Why not everything in scheme. Well C code can be dramatically faster even if we jit and do some assembly magic's still taking advantage of SIMD instructions we do not have much yet to play with. So in this project we make hefty use of this. For example if we want to write latin1 to utf8 we know that in most cases all letters are ascii with some instances of text with a few special symbols outside the ascii set. And there are some texts that all letters are outside. Anyhow if we have ascii text we can read in 16 bytes and in one instruction check if all are ascii, if not go to a special loop and spend time there until it looks like you are back to ascii text. Basically this. The tricky thing is to handle alignment and end of stream (or shorter strings) also trying to be smart to get some speed increase. Anyhow with this we can write more than 2G ascii characters / s which is kind of cool.

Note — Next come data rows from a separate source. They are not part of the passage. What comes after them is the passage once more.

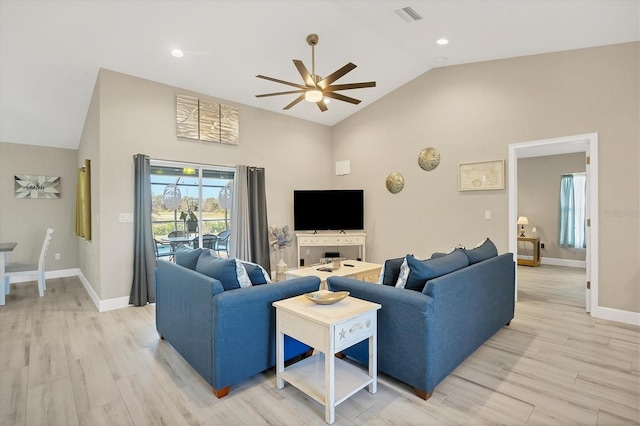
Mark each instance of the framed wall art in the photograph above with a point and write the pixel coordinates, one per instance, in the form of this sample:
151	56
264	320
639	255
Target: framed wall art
481	176
33	186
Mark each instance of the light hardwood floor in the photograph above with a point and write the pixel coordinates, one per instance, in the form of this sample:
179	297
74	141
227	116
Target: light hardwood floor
64	363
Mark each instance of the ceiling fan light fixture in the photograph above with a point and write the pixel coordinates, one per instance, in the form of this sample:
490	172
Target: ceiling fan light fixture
313	95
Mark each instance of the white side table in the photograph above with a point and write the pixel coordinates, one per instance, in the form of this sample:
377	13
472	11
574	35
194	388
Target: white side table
329	329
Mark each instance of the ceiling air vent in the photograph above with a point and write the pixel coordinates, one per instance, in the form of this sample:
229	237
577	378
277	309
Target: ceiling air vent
408	14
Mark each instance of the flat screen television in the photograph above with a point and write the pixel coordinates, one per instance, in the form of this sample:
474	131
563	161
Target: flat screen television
331	209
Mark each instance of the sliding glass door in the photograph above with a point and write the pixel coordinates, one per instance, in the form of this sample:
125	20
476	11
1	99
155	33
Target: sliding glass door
191	204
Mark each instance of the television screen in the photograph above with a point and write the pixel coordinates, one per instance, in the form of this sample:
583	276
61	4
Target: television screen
332	209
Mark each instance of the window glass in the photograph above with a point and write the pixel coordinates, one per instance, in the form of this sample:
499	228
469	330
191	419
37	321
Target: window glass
190	200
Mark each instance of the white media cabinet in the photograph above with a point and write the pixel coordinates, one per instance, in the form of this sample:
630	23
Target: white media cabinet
332	239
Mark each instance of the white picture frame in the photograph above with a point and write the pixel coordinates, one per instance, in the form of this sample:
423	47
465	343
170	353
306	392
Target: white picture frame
481	176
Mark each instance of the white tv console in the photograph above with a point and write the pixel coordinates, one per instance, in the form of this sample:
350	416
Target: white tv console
330	239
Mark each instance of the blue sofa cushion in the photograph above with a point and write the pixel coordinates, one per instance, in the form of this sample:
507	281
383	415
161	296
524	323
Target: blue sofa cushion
256	273
187	257
390	271
482	251
229	272
421	271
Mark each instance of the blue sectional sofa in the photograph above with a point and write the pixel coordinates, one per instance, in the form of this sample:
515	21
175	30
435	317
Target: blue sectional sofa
226	335
449	306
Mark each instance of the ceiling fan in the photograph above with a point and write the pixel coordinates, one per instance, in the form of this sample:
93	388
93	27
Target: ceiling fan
316	88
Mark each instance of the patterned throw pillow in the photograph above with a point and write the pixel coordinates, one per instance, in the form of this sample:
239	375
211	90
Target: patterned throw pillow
404	273
230	272
390	271
257	274
421	271
187	257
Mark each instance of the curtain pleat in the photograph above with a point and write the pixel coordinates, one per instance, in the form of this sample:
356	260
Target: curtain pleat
567	217
144	259
239	238
83	202
573	210
256	192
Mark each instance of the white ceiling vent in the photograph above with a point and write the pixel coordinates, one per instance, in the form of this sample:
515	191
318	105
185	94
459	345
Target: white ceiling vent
408	14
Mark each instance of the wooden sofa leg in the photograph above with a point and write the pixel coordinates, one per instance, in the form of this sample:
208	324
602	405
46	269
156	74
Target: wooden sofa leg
221	392
422	394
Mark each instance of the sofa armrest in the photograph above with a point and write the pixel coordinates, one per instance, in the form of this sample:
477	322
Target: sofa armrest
183	312
470	305
402	323
243	324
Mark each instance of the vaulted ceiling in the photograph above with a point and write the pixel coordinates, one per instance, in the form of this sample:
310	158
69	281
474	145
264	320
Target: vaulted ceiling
51	50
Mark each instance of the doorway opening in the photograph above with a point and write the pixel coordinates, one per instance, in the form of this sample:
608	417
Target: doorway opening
588	144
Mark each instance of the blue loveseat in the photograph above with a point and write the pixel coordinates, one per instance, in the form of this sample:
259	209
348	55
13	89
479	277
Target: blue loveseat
226	335
425	332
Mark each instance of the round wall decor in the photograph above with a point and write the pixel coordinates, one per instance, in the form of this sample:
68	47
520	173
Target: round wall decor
395	182
429	159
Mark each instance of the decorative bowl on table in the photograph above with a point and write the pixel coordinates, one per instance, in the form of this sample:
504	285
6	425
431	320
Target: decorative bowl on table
325	297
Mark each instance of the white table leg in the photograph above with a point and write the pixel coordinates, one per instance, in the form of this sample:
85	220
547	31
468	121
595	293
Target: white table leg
329	379
279	353
373	361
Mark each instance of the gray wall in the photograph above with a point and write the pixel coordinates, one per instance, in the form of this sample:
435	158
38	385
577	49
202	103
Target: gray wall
25	220
539	200
472	113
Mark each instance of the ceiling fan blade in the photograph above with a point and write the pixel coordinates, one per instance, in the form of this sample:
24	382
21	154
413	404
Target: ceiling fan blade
325	82
288	83
280	93
304	73
340	97
349	86
295	102
322	105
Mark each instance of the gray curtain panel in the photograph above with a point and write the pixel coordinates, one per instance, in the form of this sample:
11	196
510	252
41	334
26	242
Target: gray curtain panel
143	289
239	242
260	250
249	231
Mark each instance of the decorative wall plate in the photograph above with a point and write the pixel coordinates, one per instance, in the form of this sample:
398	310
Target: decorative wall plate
429	159
395	182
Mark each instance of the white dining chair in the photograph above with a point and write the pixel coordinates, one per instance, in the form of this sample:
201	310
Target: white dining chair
30	269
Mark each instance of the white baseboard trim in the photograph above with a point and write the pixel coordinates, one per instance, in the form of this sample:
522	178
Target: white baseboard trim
103	305
618	315
563	262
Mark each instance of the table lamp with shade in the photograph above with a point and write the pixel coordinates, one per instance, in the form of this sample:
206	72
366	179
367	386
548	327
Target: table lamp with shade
522	220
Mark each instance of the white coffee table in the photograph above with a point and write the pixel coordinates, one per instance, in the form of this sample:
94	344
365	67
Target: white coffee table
329	329
364	271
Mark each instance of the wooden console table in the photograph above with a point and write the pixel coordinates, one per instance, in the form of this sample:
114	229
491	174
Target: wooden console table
535	260
326	239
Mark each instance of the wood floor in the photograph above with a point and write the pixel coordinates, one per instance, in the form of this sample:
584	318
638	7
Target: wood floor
64	363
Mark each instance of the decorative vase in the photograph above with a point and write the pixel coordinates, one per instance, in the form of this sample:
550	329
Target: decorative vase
281	267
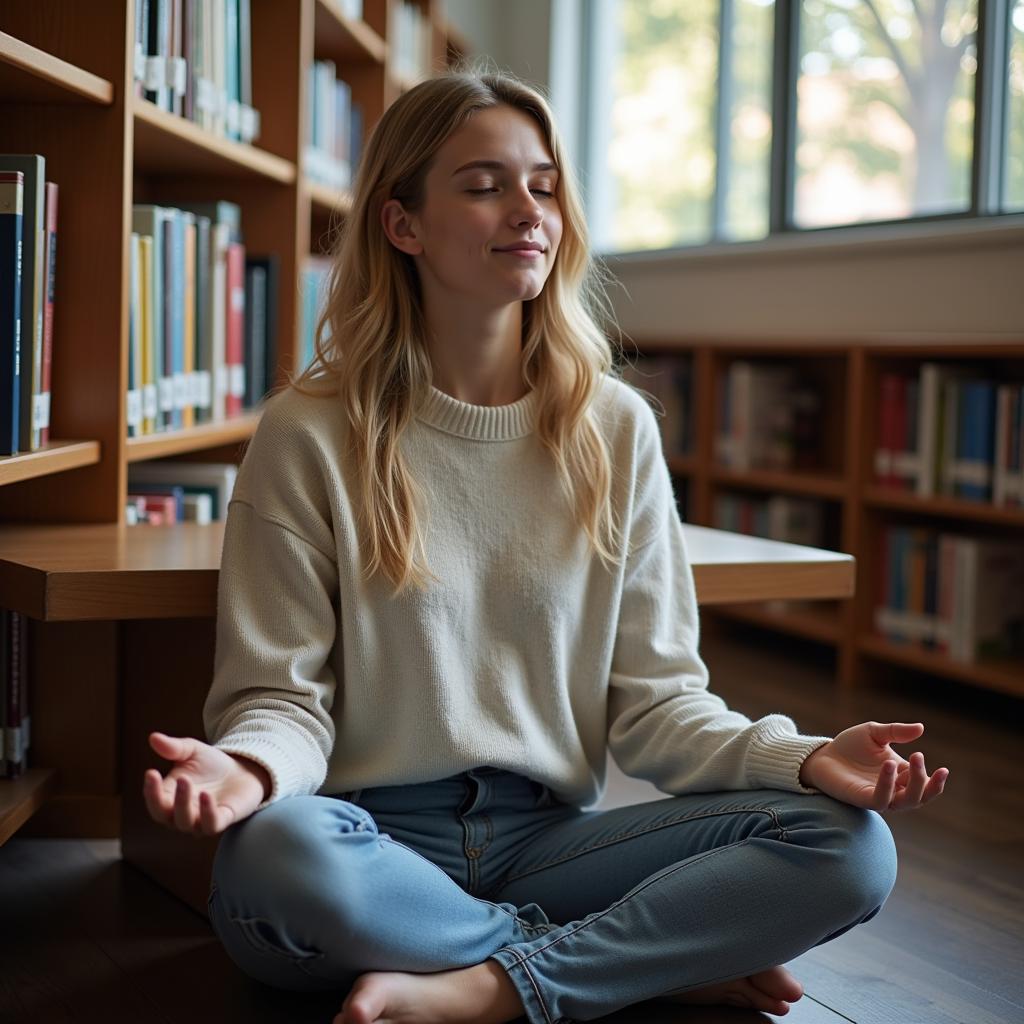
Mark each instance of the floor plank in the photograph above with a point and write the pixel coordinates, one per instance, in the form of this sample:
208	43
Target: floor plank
86	937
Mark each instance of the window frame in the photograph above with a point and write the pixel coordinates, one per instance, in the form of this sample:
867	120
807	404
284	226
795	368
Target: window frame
988	152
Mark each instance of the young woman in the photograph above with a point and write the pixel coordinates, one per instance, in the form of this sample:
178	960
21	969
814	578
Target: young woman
454	578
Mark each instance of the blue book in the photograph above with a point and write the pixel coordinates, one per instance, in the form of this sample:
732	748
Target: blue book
11	205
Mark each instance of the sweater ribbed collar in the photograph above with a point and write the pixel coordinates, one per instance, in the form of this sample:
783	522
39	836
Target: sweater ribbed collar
483	423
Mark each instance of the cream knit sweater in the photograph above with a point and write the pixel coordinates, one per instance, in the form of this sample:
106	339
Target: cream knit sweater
527	654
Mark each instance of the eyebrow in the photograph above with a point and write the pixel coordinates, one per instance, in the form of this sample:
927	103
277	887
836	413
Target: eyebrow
497	165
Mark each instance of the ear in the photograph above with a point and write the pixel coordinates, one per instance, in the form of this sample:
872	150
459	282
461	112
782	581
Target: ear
399	227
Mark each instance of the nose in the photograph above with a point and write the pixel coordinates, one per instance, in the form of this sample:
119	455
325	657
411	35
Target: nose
526	210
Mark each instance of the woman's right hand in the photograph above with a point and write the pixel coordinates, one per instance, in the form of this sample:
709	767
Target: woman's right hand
206	791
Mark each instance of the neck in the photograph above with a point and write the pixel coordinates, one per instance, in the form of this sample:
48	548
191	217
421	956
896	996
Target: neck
477	358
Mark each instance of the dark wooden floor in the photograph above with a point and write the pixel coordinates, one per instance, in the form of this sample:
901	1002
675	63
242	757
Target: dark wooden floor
84	937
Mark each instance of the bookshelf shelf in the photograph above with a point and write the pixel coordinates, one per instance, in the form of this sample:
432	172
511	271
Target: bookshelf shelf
68	560
31	75
857	508
326	201
345	39
834	487
22	797
166	143
198	438
56	457
1005	675
683	465
947	508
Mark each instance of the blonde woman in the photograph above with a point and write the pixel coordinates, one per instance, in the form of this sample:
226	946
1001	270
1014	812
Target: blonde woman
454	577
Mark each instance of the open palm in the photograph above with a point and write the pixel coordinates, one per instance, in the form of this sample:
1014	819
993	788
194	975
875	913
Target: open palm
860	768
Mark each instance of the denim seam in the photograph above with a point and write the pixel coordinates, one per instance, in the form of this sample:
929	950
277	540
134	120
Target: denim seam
635	892
521	962
611	840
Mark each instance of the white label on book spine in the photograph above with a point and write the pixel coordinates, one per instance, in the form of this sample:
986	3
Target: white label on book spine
134	408
166	385
249	125
177	74
205	382
205	95
156	73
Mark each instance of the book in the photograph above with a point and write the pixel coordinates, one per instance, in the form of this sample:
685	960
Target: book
195	477
11	204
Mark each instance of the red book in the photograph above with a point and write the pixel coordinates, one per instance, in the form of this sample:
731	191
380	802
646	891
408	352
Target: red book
235	338
49	273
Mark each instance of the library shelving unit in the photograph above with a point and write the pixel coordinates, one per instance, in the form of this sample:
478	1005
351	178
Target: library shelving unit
856	508
112	607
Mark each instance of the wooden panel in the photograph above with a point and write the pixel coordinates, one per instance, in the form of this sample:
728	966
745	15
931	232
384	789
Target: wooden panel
166	672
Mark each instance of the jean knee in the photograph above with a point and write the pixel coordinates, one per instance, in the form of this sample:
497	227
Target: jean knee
283	847
867	865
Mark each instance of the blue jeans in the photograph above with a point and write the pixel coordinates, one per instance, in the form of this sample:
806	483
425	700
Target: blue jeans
587	910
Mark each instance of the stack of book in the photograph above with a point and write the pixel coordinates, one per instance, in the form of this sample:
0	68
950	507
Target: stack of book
797	520
202	317
960	596
668	380
411	48
194	58
14	720
948	430
163	493
28	281
768	418
333	151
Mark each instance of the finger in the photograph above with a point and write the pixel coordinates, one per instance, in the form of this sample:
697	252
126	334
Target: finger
211	816
183	816
153	793
903	732
915	782
886	786
936	784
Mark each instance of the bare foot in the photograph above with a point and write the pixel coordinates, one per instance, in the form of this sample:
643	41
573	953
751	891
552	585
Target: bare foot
478	994
771	990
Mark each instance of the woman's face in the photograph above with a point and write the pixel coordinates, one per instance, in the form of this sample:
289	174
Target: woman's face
473	214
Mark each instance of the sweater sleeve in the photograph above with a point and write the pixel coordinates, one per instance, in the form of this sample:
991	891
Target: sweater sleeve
273	685
664	723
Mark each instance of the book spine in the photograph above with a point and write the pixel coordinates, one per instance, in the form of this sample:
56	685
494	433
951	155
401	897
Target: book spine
52	195
11	206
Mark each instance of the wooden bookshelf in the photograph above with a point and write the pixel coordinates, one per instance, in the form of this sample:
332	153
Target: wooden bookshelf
856	506
67	78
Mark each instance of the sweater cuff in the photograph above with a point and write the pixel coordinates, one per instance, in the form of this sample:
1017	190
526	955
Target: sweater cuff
287	778
776	754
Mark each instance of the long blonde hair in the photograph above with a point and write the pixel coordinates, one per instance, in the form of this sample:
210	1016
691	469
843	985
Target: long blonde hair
370	340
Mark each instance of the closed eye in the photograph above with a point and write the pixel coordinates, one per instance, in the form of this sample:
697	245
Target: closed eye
478	192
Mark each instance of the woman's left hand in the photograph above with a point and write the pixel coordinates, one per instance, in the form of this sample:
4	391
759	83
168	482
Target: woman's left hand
859	767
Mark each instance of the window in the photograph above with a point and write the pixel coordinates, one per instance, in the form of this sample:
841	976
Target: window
731	120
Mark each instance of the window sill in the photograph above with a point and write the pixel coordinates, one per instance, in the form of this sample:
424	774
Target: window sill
969	232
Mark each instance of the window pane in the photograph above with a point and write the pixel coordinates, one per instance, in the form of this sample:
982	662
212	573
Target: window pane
748	151
1014	178
658	164
885	110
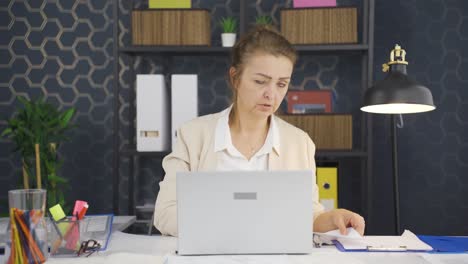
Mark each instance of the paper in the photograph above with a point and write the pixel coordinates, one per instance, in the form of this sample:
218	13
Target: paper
328	237
406	242
228	259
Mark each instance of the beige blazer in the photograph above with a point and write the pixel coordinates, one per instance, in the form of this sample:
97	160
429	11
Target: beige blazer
194	151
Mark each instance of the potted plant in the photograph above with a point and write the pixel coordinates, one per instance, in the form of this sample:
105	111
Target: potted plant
229	27
37	130
264	20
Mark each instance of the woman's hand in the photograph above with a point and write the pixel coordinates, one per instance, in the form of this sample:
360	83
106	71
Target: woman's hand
339	219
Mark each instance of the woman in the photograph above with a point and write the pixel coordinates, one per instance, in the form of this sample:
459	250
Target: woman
247	136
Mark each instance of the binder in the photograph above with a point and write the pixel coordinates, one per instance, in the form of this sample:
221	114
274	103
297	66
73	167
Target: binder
327	181
184	101
152	113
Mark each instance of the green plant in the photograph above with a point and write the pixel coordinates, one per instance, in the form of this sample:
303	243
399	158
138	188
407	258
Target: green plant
39	122
228	24
263	20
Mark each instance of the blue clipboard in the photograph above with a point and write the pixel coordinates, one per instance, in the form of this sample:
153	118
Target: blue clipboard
446	244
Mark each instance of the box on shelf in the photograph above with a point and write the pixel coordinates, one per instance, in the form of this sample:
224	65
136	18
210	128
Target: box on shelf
169	3
312	3
327	181
309	101
327	25
171	27
328	131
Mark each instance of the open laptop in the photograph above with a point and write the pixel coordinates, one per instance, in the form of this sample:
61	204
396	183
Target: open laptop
244	212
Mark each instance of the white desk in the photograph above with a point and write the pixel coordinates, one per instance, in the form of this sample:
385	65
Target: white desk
127	248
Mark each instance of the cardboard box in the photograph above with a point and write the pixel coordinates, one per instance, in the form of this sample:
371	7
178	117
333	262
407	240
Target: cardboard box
309	102
171	27
328	131
328	25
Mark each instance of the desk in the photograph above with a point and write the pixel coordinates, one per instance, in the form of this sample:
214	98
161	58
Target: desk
119	223
128	248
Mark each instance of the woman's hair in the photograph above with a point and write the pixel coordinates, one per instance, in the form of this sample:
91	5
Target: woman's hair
262	39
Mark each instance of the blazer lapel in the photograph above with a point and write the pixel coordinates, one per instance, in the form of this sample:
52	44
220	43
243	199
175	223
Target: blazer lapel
274	162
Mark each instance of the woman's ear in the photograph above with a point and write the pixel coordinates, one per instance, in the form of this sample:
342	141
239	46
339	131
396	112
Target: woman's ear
232	76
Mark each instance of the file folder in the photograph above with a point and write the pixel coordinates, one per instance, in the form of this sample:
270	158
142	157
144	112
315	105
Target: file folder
152	113
184	101
327	181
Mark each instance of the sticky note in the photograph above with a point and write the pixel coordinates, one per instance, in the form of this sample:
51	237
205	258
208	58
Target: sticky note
79	205
57	212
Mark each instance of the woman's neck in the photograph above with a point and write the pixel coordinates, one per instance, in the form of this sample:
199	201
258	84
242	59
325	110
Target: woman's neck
243	123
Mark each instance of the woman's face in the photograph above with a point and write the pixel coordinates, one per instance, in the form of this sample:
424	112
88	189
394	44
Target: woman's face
263	84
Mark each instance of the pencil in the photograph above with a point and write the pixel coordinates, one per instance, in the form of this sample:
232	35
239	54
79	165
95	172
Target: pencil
35	249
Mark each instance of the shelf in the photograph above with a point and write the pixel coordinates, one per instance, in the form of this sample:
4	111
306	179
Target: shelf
340	153
174	50
155	154
202	50
318	154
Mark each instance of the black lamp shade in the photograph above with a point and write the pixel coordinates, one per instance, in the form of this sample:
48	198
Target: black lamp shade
397	94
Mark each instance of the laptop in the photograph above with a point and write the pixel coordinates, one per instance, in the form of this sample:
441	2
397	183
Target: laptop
244	212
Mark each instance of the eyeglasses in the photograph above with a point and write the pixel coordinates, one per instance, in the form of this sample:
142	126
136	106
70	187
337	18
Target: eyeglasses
88	247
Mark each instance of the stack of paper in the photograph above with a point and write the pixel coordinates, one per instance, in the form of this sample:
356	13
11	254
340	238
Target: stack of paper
406	242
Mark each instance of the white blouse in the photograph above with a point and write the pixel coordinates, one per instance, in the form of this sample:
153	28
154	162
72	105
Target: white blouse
230	158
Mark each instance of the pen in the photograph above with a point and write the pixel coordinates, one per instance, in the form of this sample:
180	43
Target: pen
384	248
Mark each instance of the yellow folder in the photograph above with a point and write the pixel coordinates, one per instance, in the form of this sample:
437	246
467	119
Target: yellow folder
327	181
169	3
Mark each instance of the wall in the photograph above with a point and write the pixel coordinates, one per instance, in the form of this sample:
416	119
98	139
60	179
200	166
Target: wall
63	50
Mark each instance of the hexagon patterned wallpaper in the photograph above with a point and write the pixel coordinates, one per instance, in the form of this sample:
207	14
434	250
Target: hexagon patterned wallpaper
63	50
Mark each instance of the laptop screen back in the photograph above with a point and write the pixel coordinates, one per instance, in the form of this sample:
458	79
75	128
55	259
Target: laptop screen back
244	212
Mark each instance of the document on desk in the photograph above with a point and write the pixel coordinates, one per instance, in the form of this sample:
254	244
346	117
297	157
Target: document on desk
228	259
406	242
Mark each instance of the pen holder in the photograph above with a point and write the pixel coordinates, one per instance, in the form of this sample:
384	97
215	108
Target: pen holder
66	236
27	231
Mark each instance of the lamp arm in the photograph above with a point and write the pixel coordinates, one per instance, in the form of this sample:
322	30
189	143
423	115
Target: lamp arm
400	123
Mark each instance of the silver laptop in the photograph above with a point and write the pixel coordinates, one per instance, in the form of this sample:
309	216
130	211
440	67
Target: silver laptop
244	212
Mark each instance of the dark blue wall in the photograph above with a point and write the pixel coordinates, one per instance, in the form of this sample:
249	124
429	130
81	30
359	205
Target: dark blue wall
64	51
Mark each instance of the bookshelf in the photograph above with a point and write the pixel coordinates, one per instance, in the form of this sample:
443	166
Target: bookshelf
360	154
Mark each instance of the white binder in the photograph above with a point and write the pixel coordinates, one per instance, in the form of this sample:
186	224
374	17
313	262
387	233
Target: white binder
152	113
184	100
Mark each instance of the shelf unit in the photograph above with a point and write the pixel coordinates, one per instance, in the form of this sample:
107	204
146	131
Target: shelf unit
365	49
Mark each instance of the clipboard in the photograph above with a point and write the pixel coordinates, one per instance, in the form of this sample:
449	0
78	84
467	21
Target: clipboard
446	244
407	242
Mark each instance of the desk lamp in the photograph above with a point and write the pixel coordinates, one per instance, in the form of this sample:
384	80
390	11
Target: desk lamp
397	94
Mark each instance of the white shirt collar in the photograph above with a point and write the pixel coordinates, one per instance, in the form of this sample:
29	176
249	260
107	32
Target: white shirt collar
223	138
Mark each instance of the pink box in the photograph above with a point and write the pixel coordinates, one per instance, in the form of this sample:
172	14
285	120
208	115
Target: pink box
313	3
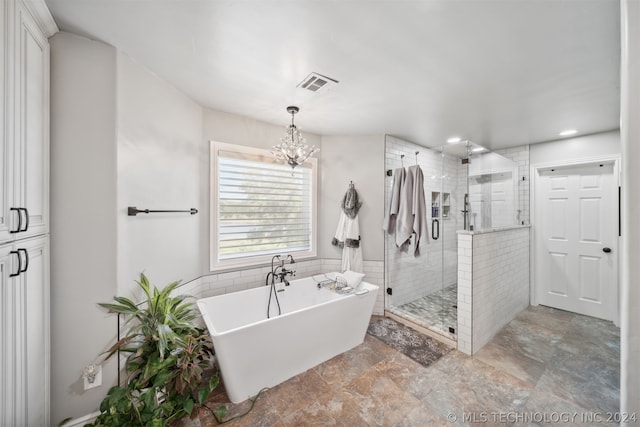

Tonn's of similar optimizations makes this write tool speedy as hell. For example a great amount of effort was put into writing real numbers in not just decimal form, but also in hex octal and binary representations similar to what you get from number->string.  The end result is more than 20M of reals that can be printed. Efforts have also been made to write out lists and vectors very fast if they contain mostly atoms. For more deep tree like structures with just a small number of leafs at each node the writer is just on par with guile's internal writer written entirely in C. Now we have the advanced features in scheme and mostly the atoms are C - ified (like numbers). What's still missing are some code to handle bigints for which we make use of the number->string function.

Guile's internal writer does not handle floats well, it just converts the float to double and then prints out using the double printer. Now in this write tool we
put effort into writing out proper presentations of floats meaning that 1.2 will not be written as 1.200003734676  which leads to ugly imprecise and inefficient management of float's. 

Over to the reader. Reading reals in decimal form is 3X faster than guile's string->number function and reading a bytevector of reals is 5X faster (because guile has a high dispatch overhead). But we added a flag to the writer so that we can specify that all numbers will be printed in hex form, also doubles and floats. ANd now the reader can read in those values and do that so that a bytevector of such coding is 50X faster than guile's vanilla reader. And not only this, we do not lose precision by writing and reading numbers. Now this is of limited use, as a binary representation is  usually a better alternative, but still, if you just want to dump a data structure, you get quite an improvement. 

Code is at:
https://gitlab.com/tampe/guile-persist/-/tree/master/ice-9
https://gitlab.com/tampe/guile-persist/-/tree/master/src/write

I'm wondering if I should make a C library for other projects to take advantage of this work.

Happy hacking